少年は、レイムの様子を見て呆れたようにため息をついた。
「しょうがねぇな」
少年は立ち上がり、手を差し出した。
「ほら、その文字貸せよ。いや、返せよ!」
レイムは、恐る恐る、内ポケットから「ファイア」の魔法文字を取り出し、少年に渡した。
少年は魔法文字を受け取ると、自分が持っていた古ぼけた魔導書を開き、文字をペタッと置いた。
すると、「ファイア」の黒い魔法文字は、まるで水に溶けるように、すーっと本の中に消えていった。
「これで良し!」少年は満足げに魔導書を閉じた。
「ほらな。

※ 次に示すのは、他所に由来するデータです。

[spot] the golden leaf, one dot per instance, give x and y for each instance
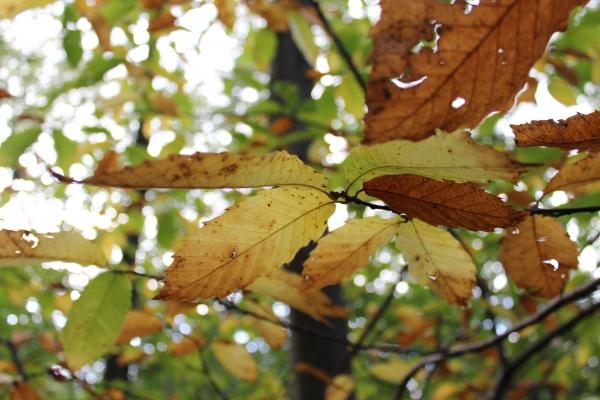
(251, 239)
(341, 252)
(289, 288)
(443, 202)
(235, 359)
(538, 255)
(581, 132)
(437, 65)
(25, 248)
(437, 260)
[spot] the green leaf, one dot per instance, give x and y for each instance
(96, 319)
(16, 144)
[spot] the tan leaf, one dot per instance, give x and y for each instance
(443, 202)
(340, 388)
(437, 260)
(577, 177)
(251, 239)
(341, 252)
(139, 323)
(480, 59)
(212, 170)
(25, 248)
(538, 255)
(235, 359)
(289, 288)
(581, 132)
(452, 156)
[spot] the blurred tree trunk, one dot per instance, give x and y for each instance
(289, 65)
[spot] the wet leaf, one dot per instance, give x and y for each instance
(538, 254)
(443, 202)
(440, 65)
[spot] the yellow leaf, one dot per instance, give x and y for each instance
(289, 288)
(437, 260)
(392, 371)
(25, 248)
(451, 156)
(213, 170)
(341, 252)
(235, 359)
(251, 239)
(340, 388)
(138, 323)
(538, 255)
(10, 8)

魔法の文字は、ちゃんと持ち主の魔導書に戻っていくんだよ」
魔法の文字は、一度魔導書から放出されると、持ち主が意識して回収しない限り、誰の魔導書にも取り込まれない。ましてや、文字自体を無理やり組み込もうとしても意味がない。必要なのは、持ち主の魔導書に触れさせることだけだったのだ。
レイムは、目の前で起こった現象を理解できず、口をぽかんと開けたまま、恐ろしく感心したような声を漏らした。
「へーっ!」
三年間、壮大な旅を続けてきた勇者一行の魔法使いは、たった数秒で解ける魔法の基本すら知らず、たった一人の少年にすべてを教えられてしまったのだった。